Foto: TV TEM/Reprodução
Fraude ocorreu por quase dois anos; investigada fechou acordo com o Ministério Público, aceitou pagar multa e teve os direitos políticos suspensos.Uma supervisora de ensino municipal de Regente Feijó (SP) foi alvo de uma investigação do Ministério Público (MP) por fraude no registro de ponto. O relatório da promotoria aponta que a servidora registrava sua presença na prefeitura e, pouco tempo depois, ia trabalhar em uma escola privada em Presidente Prudente (SP). As irregularidades administrativas aconteceram entre abril de 2023 e março de 2025. Segundo o inquérito civil, o rastreamento eletrônico mostrou registros em duplicidade feitos com poucos minutos de diferença em cidades diferentes. A distância entre os dois municípios é de menos de 20 quilômetros.

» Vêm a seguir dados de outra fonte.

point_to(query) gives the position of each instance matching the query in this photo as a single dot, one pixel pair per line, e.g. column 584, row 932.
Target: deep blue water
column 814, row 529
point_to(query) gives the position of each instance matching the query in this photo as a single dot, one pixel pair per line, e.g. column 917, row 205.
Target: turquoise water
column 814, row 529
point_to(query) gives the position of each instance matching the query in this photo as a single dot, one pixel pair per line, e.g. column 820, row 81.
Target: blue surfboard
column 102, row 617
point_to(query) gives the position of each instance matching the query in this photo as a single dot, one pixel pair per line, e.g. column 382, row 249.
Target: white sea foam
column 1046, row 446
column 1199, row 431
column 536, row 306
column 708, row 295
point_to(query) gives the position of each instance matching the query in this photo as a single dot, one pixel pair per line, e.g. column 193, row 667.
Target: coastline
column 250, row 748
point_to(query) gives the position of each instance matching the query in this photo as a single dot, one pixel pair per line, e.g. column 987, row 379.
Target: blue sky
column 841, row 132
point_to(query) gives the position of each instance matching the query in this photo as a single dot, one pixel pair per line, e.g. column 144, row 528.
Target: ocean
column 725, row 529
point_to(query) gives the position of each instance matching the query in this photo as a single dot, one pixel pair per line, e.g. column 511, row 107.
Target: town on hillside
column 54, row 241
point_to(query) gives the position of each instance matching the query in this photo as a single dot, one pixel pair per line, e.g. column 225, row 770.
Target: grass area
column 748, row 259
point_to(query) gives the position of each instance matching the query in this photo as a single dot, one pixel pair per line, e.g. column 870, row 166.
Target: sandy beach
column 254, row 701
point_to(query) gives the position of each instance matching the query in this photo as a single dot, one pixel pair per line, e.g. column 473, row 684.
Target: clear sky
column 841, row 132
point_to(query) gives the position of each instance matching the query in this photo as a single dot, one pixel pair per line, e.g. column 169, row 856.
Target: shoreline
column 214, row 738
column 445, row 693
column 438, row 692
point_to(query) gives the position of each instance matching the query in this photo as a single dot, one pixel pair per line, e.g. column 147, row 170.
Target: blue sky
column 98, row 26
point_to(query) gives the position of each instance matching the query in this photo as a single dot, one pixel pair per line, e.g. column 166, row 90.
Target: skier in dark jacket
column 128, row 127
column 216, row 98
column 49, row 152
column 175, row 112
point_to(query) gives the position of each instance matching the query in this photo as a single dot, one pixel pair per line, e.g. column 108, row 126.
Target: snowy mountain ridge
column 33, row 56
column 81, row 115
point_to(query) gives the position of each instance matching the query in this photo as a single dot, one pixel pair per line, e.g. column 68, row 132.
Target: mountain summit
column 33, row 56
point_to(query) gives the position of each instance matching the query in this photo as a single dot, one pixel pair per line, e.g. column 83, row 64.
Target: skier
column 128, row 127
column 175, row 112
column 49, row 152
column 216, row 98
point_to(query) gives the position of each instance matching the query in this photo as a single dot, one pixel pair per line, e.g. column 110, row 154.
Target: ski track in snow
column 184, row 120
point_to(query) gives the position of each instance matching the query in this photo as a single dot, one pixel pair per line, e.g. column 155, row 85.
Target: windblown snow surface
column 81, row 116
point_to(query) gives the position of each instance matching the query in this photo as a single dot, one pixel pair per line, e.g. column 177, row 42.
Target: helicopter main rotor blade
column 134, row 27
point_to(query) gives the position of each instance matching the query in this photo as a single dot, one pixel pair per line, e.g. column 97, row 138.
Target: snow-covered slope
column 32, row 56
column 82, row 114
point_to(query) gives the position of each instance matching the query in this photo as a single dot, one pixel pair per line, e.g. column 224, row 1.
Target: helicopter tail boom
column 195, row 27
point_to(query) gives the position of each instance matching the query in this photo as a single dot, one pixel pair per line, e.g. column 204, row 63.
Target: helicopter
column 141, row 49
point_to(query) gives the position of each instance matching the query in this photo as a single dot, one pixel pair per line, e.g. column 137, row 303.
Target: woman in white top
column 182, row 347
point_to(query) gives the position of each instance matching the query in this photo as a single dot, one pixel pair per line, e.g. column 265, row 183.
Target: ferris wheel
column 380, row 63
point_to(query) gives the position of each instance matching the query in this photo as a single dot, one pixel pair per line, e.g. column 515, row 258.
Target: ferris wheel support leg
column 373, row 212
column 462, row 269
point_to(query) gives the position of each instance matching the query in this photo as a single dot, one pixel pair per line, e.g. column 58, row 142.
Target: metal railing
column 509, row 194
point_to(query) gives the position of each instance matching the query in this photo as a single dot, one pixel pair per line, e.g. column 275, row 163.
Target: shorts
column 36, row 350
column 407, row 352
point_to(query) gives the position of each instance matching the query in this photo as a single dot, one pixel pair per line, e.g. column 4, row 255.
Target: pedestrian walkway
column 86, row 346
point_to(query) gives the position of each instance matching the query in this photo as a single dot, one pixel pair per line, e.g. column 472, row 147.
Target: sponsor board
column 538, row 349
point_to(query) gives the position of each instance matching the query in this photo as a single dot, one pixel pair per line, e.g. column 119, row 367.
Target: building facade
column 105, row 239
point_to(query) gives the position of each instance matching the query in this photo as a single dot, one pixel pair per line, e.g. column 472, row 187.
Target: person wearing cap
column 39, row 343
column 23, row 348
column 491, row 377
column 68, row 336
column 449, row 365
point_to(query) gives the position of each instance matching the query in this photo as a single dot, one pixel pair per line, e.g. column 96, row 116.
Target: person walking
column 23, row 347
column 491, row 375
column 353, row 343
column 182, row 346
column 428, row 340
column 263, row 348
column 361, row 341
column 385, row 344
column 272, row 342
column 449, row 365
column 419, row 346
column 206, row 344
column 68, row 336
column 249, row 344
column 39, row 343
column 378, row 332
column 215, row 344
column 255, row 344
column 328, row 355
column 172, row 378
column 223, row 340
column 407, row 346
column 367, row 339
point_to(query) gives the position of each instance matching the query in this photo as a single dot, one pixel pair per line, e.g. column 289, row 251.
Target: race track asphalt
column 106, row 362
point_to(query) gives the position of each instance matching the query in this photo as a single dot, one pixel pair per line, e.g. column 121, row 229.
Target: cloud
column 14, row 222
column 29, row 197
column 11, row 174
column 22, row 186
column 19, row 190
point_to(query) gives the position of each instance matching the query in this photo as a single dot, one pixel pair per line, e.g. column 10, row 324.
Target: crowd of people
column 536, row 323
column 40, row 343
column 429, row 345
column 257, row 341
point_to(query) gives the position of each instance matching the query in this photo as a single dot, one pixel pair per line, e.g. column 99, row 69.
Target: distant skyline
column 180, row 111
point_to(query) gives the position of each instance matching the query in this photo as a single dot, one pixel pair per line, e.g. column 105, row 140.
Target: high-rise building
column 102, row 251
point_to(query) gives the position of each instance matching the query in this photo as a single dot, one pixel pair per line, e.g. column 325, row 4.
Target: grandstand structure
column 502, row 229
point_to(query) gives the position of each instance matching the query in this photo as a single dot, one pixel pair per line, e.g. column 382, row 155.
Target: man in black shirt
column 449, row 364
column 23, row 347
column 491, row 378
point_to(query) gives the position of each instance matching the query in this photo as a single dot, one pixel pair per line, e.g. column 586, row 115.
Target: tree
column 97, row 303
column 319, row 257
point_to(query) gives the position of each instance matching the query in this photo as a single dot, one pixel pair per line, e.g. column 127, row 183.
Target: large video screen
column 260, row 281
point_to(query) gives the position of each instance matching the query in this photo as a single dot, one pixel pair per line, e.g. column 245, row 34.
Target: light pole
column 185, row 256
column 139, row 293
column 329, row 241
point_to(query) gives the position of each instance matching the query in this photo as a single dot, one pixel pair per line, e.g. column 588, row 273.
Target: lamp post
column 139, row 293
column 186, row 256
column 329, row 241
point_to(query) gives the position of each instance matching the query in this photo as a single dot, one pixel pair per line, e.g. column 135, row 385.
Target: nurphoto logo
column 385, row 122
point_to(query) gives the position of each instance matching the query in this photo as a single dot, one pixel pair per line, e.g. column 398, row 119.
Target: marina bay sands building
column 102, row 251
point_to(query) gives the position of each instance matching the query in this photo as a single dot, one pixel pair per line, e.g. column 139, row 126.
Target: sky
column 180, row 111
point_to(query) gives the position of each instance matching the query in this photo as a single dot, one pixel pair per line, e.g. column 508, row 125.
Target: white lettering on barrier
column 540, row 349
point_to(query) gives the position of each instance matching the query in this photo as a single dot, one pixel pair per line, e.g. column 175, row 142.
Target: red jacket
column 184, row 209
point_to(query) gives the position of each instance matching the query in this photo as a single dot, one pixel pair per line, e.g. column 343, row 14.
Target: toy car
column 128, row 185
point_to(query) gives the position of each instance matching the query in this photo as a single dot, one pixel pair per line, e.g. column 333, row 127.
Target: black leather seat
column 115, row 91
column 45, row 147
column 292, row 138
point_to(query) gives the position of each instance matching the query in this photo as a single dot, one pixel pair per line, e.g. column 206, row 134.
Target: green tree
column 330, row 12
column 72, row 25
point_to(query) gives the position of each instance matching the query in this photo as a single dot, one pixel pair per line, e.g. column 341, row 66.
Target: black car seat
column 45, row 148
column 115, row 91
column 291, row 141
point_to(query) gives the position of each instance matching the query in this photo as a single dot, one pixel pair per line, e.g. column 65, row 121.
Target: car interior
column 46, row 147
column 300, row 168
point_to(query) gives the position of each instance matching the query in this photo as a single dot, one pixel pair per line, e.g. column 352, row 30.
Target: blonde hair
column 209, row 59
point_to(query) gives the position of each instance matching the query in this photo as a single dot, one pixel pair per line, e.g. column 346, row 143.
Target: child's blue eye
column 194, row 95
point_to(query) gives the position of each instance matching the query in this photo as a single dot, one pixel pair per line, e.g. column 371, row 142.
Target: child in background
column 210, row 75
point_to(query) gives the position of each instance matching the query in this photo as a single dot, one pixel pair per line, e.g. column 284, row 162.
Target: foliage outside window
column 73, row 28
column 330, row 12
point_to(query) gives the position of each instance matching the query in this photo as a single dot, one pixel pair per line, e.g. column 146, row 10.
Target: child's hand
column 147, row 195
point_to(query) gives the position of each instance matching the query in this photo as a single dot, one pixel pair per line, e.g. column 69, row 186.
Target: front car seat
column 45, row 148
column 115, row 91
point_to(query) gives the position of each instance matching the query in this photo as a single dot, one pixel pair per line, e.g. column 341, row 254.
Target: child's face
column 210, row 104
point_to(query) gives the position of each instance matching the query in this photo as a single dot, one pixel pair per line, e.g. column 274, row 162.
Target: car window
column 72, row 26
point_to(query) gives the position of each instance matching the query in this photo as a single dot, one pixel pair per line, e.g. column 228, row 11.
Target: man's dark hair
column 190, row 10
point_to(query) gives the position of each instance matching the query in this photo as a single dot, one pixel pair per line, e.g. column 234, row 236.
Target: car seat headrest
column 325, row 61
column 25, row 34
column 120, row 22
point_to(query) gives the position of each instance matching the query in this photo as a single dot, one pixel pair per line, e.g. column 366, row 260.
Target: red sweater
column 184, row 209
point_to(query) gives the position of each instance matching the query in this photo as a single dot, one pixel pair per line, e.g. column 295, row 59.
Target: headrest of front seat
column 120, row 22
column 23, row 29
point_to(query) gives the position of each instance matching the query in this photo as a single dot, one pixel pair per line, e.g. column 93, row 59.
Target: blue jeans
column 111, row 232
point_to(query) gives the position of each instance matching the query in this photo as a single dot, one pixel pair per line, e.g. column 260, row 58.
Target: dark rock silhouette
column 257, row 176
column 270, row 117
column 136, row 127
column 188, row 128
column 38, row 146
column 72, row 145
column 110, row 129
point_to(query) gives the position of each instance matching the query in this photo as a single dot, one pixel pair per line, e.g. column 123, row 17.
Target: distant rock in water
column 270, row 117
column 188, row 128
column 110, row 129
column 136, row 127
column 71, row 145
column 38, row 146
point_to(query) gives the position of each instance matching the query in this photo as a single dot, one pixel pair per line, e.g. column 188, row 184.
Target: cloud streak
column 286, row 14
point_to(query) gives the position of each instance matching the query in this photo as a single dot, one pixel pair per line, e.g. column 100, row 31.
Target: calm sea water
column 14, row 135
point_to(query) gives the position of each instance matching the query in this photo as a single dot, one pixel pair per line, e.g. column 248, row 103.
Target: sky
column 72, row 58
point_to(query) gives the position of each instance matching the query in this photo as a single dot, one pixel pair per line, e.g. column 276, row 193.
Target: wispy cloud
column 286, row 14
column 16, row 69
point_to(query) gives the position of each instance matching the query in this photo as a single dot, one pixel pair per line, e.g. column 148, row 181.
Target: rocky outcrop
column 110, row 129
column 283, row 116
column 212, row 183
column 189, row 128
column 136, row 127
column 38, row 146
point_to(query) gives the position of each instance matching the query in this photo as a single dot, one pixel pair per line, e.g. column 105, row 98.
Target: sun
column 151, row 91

O MP caracterizou a conduta como prejuízo ao erário e ato de improbidade administrativa.
⚖️ Acordo e Punições
Para evitar o desdobramento de uma ação judicial, a investigada aceitou um acordo homologado pela 1ª Turma do Conselho Superior do Ministério Público. Os termos incluem: Multa civil: Cerca de R$ 3,2 mil.
Ressarcimento: Cerca de R$ 3,2 mil devolvidos ao município de Regente Feijó.
Direitos políticos: Suspensão total pelo prazo de dois anos. Após a homologação do acordo, o inquérito civil foi arquivado pela promotoria. 🏢
O que dizem os envolvidos
Prefeitura de Regente Feijó: Declarou em nota oficial que não sabia da conduta de duplicidade e não compactua com ilegalidades. Informou também que a servidora já deixou o cargo de supervisora e o caso está resolvido junto ao MP.
Sesi-SP (Escola Privada): Afirmou em nota que não faz parte do inquérito citado e reforçou seu compromisso com a transparência e colaboração legal.
Defesa da Servidora: O advogado responsável declarou que não vai se manifestar por razões de sigilo profissional e falta de autorização da cliente.